Триумф и трагедия Эразма Роттердамского; Совесть против насилия: Кастеллио против Кальвина; Америго: Повесть об одной исторической ошибке; Магеллан: Человек и его деяние; Монтень (Цвейг) - страница 431

Но чем круче и быстрее нарастает волна, тем стремительнее она спадает. И подобно тому, как это произойдет в наше время, когда новые достижения, чудеса техники будут использованы для создания ужаснейших средств уничтожения, так и элементы Возрождения и гуманизма, поначалу казавшиеся благотворными, превратились в убийственный яд. Реформация, мечтавшая дать Европе новый дух христианства, послужила причиной религиозных войн, отличающихся беспримерным варварством, печатные станки распространяли не образование, а ярость Theologicus [261], славили не идеи гуманизма, а нетерпимость. Гражданские войны раздирали на части все страны Европы, а в Новом Свете с непревзойденной жестокостью неистовствовали конквистадоры. Век Рафаэля и Микеланджело, Леонардо да Винчи, Дюрера и Эразма уступает место временам чудовищных злодеяний Аттилы, Чингисхана, Тамерлана.

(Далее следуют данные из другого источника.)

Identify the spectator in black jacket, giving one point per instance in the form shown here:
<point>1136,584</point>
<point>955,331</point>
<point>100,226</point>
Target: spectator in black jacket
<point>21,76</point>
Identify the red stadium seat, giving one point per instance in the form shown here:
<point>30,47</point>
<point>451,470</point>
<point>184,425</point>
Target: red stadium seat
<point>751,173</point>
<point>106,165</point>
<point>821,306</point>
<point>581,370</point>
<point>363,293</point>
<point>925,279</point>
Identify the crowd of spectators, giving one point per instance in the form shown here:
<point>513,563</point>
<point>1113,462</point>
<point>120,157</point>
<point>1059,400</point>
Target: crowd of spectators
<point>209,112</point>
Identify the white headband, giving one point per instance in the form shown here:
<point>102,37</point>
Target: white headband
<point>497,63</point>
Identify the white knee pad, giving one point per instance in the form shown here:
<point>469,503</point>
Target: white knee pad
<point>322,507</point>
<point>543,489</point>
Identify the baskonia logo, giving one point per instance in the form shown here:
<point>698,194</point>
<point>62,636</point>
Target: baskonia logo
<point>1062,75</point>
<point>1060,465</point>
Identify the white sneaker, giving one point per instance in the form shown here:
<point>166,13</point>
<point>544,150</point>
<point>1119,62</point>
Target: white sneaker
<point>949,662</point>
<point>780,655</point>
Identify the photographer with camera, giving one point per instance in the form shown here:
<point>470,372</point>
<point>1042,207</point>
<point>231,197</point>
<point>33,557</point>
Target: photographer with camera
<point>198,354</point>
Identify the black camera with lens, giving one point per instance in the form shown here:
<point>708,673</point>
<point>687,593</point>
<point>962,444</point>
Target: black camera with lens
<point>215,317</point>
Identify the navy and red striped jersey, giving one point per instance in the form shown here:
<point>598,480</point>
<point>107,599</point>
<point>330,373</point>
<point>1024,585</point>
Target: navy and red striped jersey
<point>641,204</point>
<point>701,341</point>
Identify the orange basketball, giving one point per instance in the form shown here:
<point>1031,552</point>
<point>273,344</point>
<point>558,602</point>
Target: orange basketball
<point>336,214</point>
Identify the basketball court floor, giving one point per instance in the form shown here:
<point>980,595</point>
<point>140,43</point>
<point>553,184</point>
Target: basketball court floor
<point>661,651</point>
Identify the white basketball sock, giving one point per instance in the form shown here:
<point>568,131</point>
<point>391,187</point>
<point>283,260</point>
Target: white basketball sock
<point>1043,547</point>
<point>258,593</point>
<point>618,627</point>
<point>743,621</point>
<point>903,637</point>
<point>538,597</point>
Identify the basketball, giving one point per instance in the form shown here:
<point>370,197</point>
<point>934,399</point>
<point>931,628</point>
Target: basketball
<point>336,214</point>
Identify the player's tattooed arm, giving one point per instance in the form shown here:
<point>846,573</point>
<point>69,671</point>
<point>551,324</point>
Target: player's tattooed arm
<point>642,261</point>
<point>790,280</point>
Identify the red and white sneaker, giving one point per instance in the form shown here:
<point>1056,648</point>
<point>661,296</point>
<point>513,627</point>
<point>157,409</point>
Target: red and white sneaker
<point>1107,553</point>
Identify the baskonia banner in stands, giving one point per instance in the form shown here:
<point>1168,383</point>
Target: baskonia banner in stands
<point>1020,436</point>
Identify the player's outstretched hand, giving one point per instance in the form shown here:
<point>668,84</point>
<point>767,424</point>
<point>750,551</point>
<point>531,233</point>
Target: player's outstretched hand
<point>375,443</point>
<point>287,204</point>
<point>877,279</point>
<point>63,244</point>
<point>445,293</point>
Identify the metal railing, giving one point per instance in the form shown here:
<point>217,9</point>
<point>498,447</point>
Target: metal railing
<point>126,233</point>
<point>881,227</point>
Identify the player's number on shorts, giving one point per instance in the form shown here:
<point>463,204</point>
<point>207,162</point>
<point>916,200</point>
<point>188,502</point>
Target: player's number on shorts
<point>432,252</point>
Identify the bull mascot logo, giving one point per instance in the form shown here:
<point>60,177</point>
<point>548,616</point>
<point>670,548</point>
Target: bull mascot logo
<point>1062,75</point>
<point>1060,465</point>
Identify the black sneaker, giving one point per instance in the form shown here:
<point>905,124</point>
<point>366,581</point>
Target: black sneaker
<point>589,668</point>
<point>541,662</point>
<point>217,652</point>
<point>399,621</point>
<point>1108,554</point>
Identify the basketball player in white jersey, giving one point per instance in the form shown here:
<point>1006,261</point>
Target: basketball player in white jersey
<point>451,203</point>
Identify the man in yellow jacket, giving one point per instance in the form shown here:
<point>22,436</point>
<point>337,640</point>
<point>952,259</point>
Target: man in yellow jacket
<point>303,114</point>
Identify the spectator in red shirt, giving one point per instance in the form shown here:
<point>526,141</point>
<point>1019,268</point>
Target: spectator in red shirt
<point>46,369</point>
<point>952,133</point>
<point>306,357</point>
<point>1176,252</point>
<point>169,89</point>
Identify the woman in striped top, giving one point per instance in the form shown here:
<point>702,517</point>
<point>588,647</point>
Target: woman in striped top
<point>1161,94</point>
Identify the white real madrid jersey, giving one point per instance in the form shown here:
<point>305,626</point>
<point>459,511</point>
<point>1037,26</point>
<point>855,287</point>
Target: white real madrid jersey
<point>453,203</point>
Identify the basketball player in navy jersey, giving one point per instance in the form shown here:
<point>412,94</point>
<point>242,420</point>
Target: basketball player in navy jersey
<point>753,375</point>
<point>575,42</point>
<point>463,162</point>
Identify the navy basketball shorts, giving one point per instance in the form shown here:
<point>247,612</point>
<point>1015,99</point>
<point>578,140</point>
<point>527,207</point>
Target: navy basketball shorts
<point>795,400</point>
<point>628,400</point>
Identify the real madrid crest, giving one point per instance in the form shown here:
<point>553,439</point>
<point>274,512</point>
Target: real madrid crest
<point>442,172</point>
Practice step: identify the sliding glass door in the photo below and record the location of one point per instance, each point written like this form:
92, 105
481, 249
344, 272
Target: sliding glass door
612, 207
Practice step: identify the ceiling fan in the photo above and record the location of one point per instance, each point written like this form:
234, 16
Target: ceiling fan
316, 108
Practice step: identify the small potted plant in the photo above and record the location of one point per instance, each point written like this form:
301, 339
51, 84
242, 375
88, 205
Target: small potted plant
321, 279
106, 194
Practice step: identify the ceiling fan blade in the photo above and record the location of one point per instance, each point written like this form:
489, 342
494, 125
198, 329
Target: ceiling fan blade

Монтень был вынужден наблюдать этот ужасный переход от гуманизма к жестокости, этот спорадический взрыв безумия человечества (и мы через четыре сотни лет столкнемся с подобным), сопереживая, с потрясенной душой, не в силах что-либо изменить, и это было подлинной трагедией его жизни. Ни мгновения за все свои пятьдесят лет он ни в своей стране, ни во всем мире не видел миролюбия, уживчивости, ни проблеска разума — всех этих высоких духовных категорий, которым был предан всем сердцем.

Первый свой взгляд на время и взгляд прощальный — как и мы, в наше время, — потрясенный, отводит он от пандемониума ярости и ненависти, позорящего и приводящего родину и человечество в ужас. Еще полуребенком, ему нет и пятнадцати лет, он видел в Бордо, с какой бесчеловечной жестокостью было подавлено народное восстание против gabelle, против соляного налога, и это на всю жизнь сделает его страстным врагом любой жестокости.

Мальчиком видит он, как сотни людей до казни подвергаются мучительным пыткам, как их вешают, сажают на колья, четвертуют, обезглавливают, сжигают на костре, он видит, как воронье еще многие дни летает над местом казни, чтобы поживиться полусожженной, полуразложившейся людской плотью. Он слышит крики терзаемых жертв, должен дышать воздухом, отравленным запахами горелого человеческого мяса.

И едва мальчик вырастает, начинается гражданская война, которая так же полностью разорит Францию идеологическими крайностями, как нынче национальный и социальный фанатизм — весь мир из конца в конец. В Chambre Ardente[262] приказывают сжечь протестантов, в Варфоломеевскую ночь[263] за сутки будет вырезано восемь тысяч человек. Гугеноты[264] за преступление отплачивают преступлением, берут приступом церкви, разбивают статуи, даже мертвым безумие не дает мира, могилы Ричарда Львиное Сердце и Вильгельма Завоевателя разрыты и разграблены.